China-UK cooperation is not limited to the economic field; we also need to strengthen people-to-people exchanges. The British culture values scientific thinking, good reasoning and accommodation of others, while it is China’s tradition to emphasize openness, inclusiveness and mutual learning. China and the UK, though thousands of miles apart, are actually “distant neighbors”. Our respective science and technology, culture and arts as well as academic thinking, each having its own proud tradition, have been a source of mutual inspiration. Shakespeare’s Romeo and Juliet is popular in China, while The Peony Pavilion composed by the Chinese writer Tang Xianzu of the Ming Dynasty has been put on stage here in the UK. The British use English as their mother tongue, while in China 300 million Chinese are learning English, more than most of the countries in the world. And though China was where tea was first discovered, the British drink more tea than most people in the world. Right now, over 130,000 Chinese students are studying in the UK, accounting for half of the number in all EU countries. China and the UK need to deepen our cultural and people-to-people exchanges and step up cooperation in education and culture. The UK government has agreed to simplify visa application for Chinese citizens. This means more Chinese people will be able to visit or come to work in the UK, injecting more vitality to the UK economy.

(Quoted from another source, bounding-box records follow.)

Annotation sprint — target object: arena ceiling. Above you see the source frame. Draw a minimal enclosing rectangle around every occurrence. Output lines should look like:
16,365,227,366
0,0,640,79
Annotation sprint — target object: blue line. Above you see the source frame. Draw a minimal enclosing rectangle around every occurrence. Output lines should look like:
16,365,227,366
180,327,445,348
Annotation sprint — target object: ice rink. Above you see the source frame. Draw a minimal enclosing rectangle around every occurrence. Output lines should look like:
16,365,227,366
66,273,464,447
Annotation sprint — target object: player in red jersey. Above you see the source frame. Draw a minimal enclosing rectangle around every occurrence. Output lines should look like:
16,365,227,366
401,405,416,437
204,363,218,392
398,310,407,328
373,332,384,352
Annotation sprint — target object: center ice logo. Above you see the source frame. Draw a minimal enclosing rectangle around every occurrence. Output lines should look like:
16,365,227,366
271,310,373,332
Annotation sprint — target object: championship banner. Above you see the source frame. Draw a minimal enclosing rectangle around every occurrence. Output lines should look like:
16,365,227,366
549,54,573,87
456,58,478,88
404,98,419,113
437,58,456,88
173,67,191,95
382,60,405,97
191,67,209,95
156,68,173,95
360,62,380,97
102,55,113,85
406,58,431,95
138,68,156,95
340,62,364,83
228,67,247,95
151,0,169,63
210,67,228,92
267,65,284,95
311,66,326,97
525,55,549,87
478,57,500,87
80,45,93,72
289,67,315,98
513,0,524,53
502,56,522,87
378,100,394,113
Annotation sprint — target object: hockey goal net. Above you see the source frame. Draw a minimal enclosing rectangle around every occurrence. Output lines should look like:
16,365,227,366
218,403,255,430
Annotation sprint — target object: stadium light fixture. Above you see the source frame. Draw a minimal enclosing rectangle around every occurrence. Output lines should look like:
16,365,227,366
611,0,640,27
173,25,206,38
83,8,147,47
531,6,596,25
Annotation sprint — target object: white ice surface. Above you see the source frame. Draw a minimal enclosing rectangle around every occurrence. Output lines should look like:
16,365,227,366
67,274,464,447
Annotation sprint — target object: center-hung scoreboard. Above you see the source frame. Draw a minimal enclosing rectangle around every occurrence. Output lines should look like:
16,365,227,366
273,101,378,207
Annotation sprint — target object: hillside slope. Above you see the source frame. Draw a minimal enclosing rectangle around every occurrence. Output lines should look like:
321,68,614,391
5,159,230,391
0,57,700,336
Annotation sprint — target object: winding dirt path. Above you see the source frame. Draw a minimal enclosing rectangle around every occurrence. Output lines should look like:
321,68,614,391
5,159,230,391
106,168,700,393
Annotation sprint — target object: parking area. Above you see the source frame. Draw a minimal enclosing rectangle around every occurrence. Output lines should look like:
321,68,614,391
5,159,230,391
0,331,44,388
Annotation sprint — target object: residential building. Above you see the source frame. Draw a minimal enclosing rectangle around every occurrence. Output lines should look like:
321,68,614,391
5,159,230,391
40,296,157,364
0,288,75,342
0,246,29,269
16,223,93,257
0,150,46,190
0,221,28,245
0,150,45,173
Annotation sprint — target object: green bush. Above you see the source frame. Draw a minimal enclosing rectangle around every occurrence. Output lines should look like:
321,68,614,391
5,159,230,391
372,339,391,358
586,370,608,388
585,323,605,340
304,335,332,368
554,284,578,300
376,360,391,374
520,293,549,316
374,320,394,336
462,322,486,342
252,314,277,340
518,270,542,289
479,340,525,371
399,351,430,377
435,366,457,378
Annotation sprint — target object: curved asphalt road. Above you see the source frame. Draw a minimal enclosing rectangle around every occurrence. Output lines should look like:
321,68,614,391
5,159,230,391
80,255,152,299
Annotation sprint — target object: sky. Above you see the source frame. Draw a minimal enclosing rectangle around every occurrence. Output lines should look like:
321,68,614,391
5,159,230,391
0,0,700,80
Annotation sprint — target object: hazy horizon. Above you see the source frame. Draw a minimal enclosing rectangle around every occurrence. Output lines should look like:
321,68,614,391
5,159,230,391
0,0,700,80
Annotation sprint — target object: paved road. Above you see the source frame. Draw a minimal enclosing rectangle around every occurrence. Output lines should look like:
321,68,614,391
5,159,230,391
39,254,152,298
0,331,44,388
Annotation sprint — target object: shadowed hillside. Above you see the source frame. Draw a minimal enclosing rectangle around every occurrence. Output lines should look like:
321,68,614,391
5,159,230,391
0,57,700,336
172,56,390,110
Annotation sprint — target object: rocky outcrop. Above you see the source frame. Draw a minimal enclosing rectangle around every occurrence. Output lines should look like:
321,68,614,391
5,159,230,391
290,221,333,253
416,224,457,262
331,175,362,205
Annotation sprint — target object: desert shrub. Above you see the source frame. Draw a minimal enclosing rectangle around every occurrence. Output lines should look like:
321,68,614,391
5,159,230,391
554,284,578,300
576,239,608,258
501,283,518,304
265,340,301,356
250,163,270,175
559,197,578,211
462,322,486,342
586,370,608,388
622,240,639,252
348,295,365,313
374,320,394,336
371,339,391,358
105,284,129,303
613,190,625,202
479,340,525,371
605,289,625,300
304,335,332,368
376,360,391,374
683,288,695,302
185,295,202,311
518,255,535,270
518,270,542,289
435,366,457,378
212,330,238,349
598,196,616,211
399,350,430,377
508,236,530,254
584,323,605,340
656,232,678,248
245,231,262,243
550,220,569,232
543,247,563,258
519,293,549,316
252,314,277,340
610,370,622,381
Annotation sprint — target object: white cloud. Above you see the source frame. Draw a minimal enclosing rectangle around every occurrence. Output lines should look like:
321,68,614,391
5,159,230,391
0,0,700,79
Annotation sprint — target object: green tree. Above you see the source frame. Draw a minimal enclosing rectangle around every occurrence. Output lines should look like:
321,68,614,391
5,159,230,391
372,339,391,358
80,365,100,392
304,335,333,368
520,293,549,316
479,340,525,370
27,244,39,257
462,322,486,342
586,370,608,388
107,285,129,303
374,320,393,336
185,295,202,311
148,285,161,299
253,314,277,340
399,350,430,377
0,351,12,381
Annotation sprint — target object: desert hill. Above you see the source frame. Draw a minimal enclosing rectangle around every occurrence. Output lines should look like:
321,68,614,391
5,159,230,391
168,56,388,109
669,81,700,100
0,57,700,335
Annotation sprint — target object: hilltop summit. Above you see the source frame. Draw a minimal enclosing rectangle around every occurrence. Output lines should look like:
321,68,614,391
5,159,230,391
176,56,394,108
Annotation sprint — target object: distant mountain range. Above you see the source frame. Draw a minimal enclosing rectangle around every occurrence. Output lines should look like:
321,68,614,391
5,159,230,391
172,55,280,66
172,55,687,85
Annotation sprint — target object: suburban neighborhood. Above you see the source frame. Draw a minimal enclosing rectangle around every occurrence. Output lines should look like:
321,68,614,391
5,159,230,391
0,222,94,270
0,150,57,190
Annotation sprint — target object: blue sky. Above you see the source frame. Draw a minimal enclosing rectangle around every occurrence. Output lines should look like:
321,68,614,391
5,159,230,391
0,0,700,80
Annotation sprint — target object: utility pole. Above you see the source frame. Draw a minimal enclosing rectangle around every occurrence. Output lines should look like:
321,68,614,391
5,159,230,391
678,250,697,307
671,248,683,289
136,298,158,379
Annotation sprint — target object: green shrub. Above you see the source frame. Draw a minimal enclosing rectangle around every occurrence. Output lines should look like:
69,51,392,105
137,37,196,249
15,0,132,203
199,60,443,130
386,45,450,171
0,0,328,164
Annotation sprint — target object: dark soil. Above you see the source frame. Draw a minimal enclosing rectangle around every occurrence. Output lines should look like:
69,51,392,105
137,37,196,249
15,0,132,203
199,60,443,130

Both the UK and China are great nations. We both have a time-honored history and each has created a splendid past. Now, both countries are determined to ride the tide of the times and seek new changes. As the English poet Percy Shelley wrote, “Man cannot make occasions, but he may seize those that offer.” Similarly, the famous Chinese writer Su Shi of the Song Dynasty remarked that “when your turn comes, seize it; and when opportunity knocks at the door, grab it, or it will slip away”. China and the UK, the East and the West, developing countries and developed ones alike, should seize opportunities, meet challenges together, and build a better world through inclusive development.